Methods: Insulin-naive participants with type 2 diabetes and Fatty Liver Index ≥60 had an MRI scan performed before randomisation (1:1:1:1) to once-weekly tirzepatide (5, 10, 15 mg) or once-daily IDeg as add-on to metformin with/without sodium-glucose co-transporter-2 inhibitors (SGLT-2i). The primary outcome was the change from baseline in LFC at Week 52 using pooled data from tirzepatide 10/15-mg arms vs IDeg. Secondary outcomes compared the individual tirzepatide doses vs IDeg at Week 52 for LFC, VAT and ASAT volumes; proportions of participants achieving LFC targets.

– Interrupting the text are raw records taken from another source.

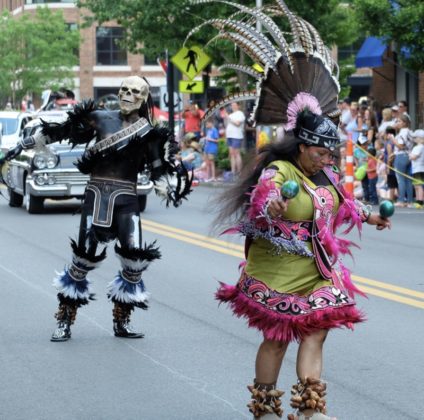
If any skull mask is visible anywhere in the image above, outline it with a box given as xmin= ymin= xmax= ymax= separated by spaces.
xmin=118 ymin=76 xmax=149 ymax=115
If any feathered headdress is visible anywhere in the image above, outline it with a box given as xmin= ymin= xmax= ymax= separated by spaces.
xmin=186 ymin=0 xmax=340 ymax=149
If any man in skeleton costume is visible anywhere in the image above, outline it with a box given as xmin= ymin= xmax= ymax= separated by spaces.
xmin=6 ymin=76 xmax=190 ymax=341
xmin=189 ymin=0 xmax=390 ymax=420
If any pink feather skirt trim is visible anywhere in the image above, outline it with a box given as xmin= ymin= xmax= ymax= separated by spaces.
xmin=215 ymin=273 xmax=366 ymax=342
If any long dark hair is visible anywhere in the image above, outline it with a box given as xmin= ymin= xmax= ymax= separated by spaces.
xmin=213 ymin=132 xmax=301 ymax=230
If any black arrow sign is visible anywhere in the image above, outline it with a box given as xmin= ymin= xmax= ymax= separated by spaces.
xmin=186 ymin=83 xmax=197 ymax=90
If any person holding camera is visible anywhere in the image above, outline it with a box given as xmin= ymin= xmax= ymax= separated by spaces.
xmin=224 ymin=102 xmax=246 ymax=179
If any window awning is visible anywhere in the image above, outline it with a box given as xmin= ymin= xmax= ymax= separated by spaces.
xmin=355 ymin=36 xmax=387 ymax=68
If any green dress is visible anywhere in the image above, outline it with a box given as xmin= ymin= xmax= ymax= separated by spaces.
xmin=216 ymin=161 xmax=364 ymax=342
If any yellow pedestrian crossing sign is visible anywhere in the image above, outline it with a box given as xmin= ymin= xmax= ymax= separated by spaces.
xmin=171 ymin=46 xmax=211 ymax=79
xmin=179 ymin=80 xmax=205 ymax=93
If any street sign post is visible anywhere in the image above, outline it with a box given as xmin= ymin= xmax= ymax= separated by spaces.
xmin=179 ymin=80 xmax=205 ymax=93
xmin=171 ymin=46 xmax=211 ymax=80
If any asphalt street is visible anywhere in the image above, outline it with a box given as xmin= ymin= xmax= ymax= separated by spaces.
xmin=0 ymin=187 xmax=424 ymax=420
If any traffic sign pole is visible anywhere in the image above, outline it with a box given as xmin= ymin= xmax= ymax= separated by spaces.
xmin=166 ymin=51 xmax=175 ymax=133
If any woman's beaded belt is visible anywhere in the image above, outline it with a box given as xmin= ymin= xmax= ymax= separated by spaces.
xmin=87 ymin=178 xmax=137 ymax=227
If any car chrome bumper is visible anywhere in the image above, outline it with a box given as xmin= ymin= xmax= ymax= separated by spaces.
xmin=137 ymin=181 xmax=153 ymax=195
xmin=26 ymin=170 xmax=90 ymax=198
xmin=26 ymin=170 xmax=153 ymax=198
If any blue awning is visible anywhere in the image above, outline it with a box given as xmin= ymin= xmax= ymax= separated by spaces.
xmin=355 ymin=36 xmax=387 ymax=68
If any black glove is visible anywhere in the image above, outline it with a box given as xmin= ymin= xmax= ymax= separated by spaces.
xmin=6 ymin=144 xmax=23 ymax=160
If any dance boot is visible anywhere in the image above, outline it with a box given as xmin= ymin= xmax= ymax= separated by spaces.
xmin=247 ymin=381 xmax=284 ymax=420
xmin=287 ymin=378 xmax=336 ymax=420
xmin=113 ymin=302 xmax=144 ymax=338
xmin=50 ymin=303 xmax=77 ymax=341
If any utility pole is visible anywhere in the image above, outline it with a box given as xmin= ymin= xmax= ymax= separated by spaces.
xmin=166 ymin=50 xmax=175 ymax=133
xmin=256 ymin=0 xmax=262 ymax=148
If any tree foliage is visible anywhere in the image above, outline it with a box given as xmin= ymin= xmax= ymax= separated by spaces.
xmin=0 ymin=8 xmax=79 ymax=103
xmin=77 ymin=0 xmax=357 ymax=64
xmin=354 ymin=0 xmax=424 ymax=71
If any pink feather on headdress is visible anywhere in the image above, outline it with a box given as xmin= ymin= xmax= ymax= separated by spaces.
xmin=284 ymin=92 xmax=322 ymax=131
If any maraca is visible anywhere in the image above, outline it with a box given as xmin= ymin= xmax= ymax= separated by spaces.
xmin=379 ymin=200 xmax=395 ymax=219
xmin=281 ymin=180 xmax=299 ymax=200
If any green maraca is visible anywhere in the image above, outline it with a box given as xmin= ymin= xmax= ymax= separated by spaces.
xmin=379 ymin=200 xmax=395 ymax=219
xmin=281 ymin=180 xmax=299 ymax=200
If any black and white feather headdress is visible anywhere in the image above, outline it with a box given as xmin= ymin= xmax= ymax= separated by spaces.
xmin=186 ymin=0 xmax=340 ymax=149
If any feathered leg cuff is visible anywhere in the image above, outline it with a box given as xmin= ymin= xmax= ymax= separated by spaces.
xmin=53 ymin=241 xmax=106 ymax=306
xmin=108 ymin=242 xmax=161 ymax=309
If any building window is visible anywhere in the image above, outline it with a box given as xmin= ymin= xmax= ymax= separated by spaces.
xmin=66 ymin=23 xmax=79 ymax=60
xmin=96 ymin=27 xmax=127 ymax=66
xmin=144 ymin=54 xmax=159 ymax=66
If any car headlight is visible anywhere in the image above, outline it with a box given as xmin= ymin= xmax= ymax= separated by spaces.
xmin=138 ymin=174 xmax=149 ymax=185
xmin=32 ymin=153 xmax=59 ymax=169
xmin=32 ymin=155 xmax=47 ymax=169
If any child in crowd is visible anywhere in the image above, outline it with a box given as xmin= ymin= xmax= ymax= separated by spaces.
xmin=383 ymin=127 xmax=398 ymax=201
xmin=375 ymin=140 xmax=389 ymax=200
xmin=409 ymin=130 xmax=424 ymax=209
xmin=367 ymin=147 xmax=378 ymax=205
xmin=203 ymin=120 xmax=219 ymax=182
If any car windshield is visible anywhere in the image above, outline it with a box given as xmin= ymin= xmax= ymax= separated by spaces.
xmin=0 ymin=118 xmax=18 ymax=136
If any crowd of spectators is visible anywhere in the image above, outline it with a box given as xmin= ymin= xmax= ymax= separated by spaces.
xmin=339 ymin=98 xmax=424 ymax=208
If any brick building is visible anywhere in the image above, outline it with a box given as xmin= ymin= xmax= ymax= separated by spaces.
xmin=0 ymin=0 xmax=166 ymax=104
xmin=355 ymin=37 xmax=424 ymax=128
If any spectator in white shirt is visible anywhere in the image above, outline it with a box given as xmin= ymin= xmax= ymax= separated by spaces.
xmin=224 ymin=102 xmax=246 ymax=178
xmin=409 ymin=129 xmax=424 ymax=209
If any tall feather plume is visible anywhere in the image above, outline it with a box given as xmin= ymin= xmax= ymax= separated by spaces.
xmin=203 ymin=91 xmax=257 ymax=120
xmin=184 ymin=19 xmax=277 ymax=61
xmin=189 ymin=0 xmax=340 ymax=125
xmin=210 ymin=32 xmax=275 ymax=71
xmin=276 ymin=0 xmax=303 ymax=50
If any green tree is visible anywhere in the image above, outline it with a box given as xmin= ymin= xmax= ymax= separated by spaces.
xmin=0 ymin=7 xmax=79 ymax=104
xmin=77 ymin=0 xmax=358 ymax=90
xmin=354 ymin=0 xmax=424 ymax=71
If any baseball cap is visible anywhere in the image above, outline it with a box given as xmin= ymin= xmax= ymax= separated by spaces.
xmin=358 ymin=134 xmax=368 ymax=144
xmin=411 ymin=128 xmax=424 ymax=139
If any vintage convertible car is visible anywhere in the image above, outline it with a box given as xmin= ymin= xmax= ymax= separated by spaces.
xmin=3 ymin=111 xmax=153 ymax=213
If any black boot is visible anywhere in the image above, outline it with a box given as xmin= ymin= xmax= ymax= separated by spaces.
xmin=50 ymin=303 xmax=77 ymax=341
xmin=113 ymin=302 xmax=144 ymax=338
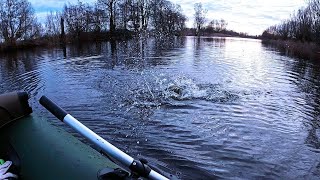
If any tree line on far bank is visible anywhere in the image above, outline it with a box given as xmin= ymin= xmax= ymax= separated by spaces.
xmin=262 ymin=0 xmax=320 ymax=45
xmin=0 ymin=0 xmax=251 ymax=47
xmin=0 ymin=0 xmax=187 ymax=46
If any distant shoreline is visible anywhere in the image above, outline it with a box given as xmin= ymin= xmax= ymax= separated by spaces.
xmin=262 ymin=39 xmax=320 ymax=60
xmin=0 ymin=30 xmax=258 ymax=53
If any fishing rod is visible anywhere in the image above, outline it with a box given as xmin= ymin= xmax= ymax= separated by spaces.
xmin=39 ymin=96 xmax=168 ymax=180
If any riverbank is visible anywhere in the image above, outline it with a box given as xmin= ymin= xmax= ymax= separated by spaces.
xmin=262 ymin=39 xmax=320 ymax=60
xmin=0 ymin=30 xmax=135 ymax=53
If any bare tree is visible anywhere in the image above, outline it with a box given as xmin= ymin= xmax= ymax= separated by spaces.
xmin=0 ymin=0 xmax=37 ymax=45
xmin=194 ymin=3 xmax=207 ymax=36
xmin=98 ymin=0 xmax=117 ymax=33
xmin=45 ymin=11 xmax=62 ymax=36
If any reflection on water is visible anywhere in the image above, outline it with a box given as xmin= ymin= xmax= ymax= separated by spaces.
xmin=0 ymin=37 xmax=320 ymax=179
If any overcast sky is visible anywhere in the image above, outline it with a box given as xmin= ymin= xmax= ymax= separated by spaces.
xmin=29 ymin=0 xmax=306 ymax=35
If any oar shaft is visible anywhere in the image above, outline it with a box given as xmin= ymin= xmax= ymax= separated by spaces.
xmin=63 ymin=114 xmax=134 ymax=167
xmin=40 ymin=96 xmax=167 ymax=180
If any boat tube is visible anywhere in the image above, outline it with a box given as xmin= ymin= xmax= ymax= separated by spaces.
xmin=39 ymin=96 xmax=168 ymax=180
xmin=0 ymin=92 xmax=167 ymax=180
xmin=0 ymin=93 xmax=123 ymax=180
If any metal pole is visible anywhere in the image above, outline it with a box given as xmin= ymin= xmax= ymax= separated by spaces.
xmin=40 ymin=96 xmax=168 ymax=180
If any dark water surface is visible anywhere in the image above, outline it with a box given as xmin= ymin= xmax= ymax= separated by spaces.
xmin=0 ymin=37 xmax=320 ymax=179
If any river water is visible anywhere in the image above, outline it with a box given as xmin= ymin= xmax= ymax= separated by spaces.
xmin=0 ymin=37 xmax=320 ymax=179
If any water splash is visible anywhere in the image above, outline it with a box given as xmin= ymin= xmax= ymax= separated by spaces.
xmin=123 ymin=76 xmax=239 ymax=110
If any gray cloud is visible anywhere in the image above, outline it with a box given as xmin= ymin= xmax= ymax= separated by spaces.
xmin=171 ymin=0 xmax=305 ymax=35
xmin=29 ymin=0 xmax=305 ymax=35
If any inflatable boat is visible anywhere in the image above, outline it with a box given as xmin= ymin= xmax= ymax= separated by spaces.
xmin=0 ymin=92 xmax=167 ymax=180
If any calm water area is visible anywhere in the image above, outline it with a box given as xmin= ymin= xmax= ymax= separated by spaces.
xmin=0 ymin=37 xmax=320 ymax=179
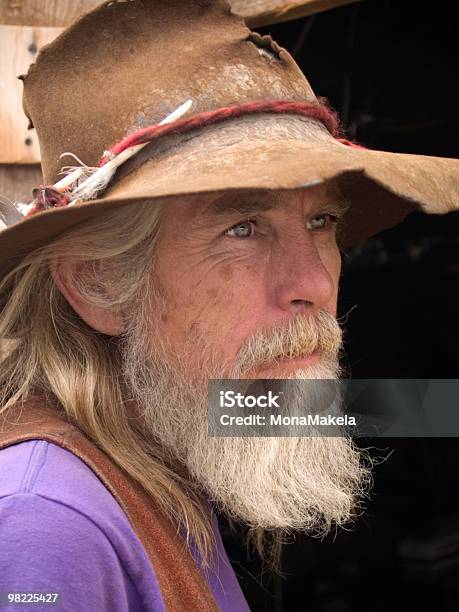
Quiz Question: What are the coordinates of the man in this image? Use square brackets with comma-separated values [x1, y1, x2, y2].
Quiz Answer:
[0, 0, 458, 611]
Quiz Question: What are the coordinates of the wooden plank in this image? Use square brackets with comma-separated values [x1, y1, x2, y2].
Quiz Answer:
[0, 164, 43, 203]
[0, 25, 61, 164]
[231, 0, 366, 28]
[0, 0, 102, 27]
[0, 0, 362, 27]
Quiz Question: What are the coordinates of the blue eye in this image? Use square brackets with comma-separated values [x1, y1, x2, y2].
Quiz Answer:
[307, 213, 338, 230]
[225, 221, 254, 238]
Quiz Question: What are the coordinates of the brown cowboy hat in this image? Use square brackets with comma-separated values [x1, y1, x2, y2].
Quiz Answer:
[0, 0, 459, 279]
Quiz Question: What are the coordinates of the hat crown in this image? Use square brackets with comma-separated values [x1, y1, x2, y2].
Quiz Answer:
[23, 0, 315, 183]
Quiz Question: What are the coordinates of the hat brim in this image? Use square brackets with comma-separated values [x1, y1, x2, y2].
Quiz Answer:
[0, 122, 459, 278]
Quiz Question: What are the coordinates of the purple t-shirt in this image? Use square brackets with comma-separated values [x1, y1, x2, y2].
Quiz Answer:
[0, 440, 249, 612]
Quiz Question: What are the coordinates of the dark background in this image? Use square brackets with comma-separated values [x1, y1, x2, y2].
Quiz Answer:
[222, 0, 459, 612]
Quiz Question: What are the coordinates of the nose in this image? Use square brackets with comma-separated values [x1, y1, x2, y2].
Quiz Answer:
[270, 230, 340, 314]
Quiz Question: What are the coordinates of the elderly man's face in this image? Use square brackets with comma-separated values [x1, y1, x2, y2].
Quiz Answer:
[149, 185, 342, 378]
[122, 187, 368, 532]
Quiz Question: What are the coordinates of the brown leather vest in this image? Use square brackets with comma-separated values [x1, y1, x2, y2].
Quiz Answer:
[0, 401, 219, 612]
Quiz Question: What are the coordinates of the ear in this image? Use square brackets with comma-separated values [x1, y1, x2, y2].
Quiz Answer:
[49, 257, 124, 336]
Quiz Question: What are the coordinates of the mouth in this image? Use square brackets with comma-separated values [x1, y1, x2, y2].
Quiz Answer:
[247, 349, 321, 378]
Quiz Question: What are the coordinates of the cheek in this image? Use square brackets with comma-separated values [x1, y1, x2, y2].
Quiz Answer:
[323, 247, 341, 316]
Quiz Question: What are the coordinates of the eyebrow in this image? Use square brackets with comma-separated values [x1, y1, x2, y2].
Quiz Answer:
[203, 194, 350, 218]
[204, 196, 275, 217]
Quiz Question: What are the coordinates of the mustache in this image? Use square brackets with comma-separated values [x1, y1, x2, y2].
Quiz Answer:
[233, 310, 343, 378]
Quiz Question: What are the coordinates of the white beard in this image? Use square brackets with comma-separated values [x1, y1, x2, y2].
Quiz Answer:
[123, 308, 371, 534]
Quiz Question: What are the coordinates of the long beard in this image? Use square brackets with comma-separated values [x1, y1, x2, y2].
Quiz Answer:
[122, 311, 371, 534]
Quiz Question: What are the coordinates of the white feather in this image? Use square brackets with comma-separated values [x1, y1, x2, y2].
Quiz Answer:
[69, 100, 193, 205]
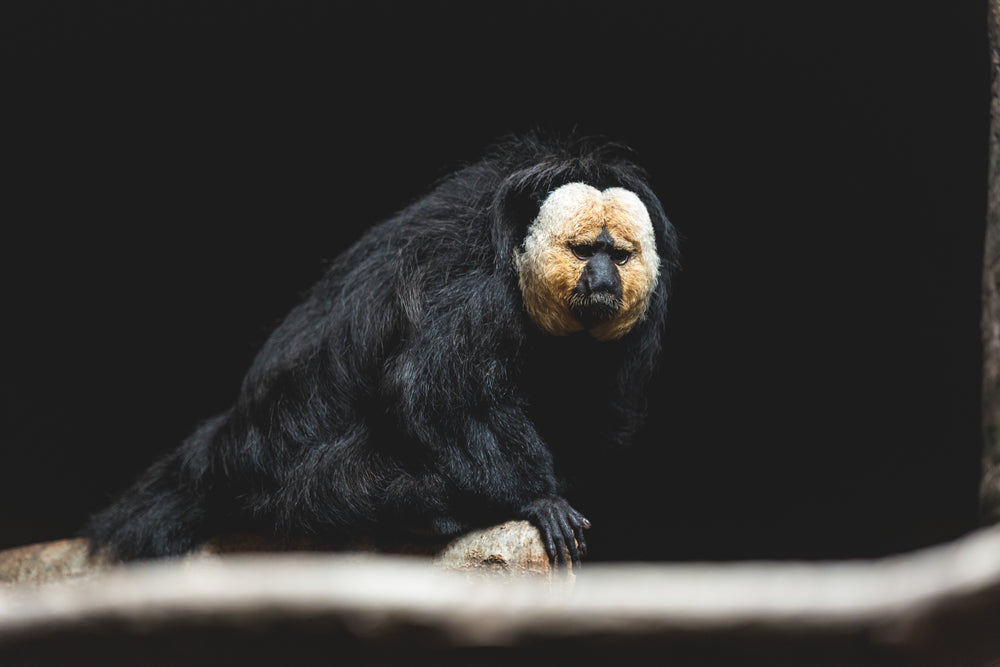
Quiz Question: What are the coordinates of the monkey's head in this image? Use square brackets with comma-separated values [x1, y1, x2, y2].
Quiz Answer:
[516, 183, 660, 341]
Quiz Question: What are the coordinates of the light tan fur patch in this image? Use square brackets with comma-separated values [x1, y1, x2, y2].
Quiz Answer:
[515, 183, 660, 341]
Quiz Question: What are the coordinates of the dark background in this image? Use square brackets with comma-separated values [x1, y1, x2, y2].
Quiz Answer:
[0, 0, 988, 559]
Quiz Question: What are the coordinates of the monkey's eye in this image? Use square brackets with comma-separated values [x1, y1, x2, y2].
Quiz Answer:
[610, 248, 632, 266]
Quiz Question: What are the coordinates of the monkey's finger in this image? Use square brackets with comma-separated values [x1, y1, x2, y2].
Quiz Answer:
[569, 507, 590, 528]
[573, 524, 587, 556]
[558, 515, 580, 567]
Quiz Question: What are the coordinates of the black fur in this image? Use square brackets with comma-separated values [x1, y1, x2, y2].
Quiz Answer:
[85, 137, 677, 560]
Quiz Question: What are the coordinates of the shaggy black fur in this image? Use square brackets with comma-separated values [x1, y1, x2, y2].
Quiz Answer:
[85, 137, 677, 561]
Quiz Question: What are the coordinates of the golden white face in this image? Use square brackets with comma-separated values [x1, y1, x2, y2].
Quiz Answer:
[515, 183, 660, 341]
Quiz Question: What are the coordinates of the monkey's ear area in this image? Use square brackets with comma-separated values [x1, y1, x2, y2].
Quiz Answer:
[490, 173, 541, 267]
[636, 184, 680, 282]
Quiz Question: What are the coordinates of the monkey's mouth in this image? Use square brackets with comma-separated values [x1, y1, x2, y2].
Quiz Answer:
[569, 290, 622, 329]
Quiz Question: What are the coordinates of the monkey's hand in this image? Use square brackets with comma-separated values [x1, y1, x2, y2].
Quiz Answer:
[521, 496, 590, 566]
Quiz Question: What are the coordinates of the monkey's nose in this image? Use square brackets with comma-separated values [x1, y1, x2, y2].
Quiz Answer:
[580, 253, 622, 297]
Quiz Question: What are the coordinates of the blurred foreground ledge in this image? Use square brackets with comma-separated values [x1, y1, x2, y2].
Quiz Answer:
[0, 528, 1000, 666]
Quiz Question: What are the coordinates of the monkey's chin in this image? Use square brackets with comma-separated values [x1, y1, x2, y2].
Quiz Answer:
[570, 293, 622, 330]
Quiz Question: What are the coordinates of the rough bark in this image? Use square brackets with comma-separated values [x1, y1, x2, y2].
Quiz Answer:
[0, 521, 556, 584]
[980, 0, 1000, 524]
[0, 527, 1000, 667]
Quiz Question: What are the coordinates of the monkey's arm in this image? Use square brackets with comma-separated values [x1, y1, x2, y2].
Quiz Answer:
[386, 278, 590, 562]
[400, 403, 590, 563]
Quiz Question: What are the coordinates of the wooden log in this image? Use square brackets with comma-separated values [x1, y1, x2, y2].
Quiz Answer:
[0, 527, 1000, 667]
[0, 521, 556, 584]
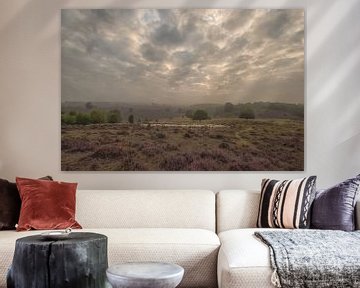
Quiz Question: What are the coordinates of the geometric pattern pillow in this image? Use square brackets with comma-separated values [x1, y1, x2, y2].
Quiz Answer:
[257, 176, 316, 229]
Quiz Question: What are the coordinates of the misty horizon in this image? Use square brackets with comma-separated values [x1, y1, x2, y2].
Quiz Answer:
[61, 9, 304, 106]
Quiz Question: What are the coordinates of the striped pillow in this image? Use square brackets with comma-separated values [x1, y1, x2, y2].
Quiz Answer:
[257, 176, 316, 229]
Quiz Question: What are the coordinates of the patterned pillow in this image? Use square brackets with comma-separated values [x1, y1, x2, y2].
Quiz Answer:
[257, 176, 316, 229]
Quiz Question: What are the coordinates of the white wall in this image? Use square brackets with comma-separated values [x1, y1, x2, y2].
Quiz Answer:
[0, 0, 360, 191]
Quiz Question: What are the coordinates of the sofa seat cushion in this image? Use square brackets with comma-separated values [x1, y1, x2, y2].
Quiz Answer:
[0, 228, 220, 287]
[217, 228, 279, 288]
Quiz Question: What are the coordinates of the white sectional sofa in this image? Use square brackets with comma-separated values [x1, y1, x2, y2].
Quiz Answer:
[0, 190, 220, 288]
[0, 190, 360, 288]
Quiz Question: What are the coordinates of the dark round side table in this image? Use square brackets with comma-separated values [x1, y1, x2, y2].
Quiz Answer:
[7, 231, 108, 288]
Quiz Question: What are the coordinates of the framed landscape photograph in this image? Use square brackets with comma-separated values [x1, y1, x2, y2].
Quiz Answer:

Results: A total of 296 participants had evaluable MRI data during the study (mean baseline age, 56.2 years; diabetes duration, 8.3 years; HbA_1c, 8.2%; weight, 94.4 kg; BMI, 33.5 kg/m²; 30% on SGLT-2i). The reduction from baseline in LFC at Week 52 was significantly greater for the pooled tirzepatide 10/15-mg arms vs IDeg arm and for all individual tirzepatide doses vs IDeg. The proportions of participants achieving LFC targets were significantly greater in each tirzepatide arm vs IDeg arm. All tirzepatide doses reduced VAT and ASAT volumes at Week 52 while IDeg increased both. The results were similar regardless of the concomitant use of SGLT-2i.

Conclusions: Tirzepatide demonstrated clinically meaningful reductions in LFC and VAT and ASAT volumes compared to IDeg in this SURPASS-3 substudy.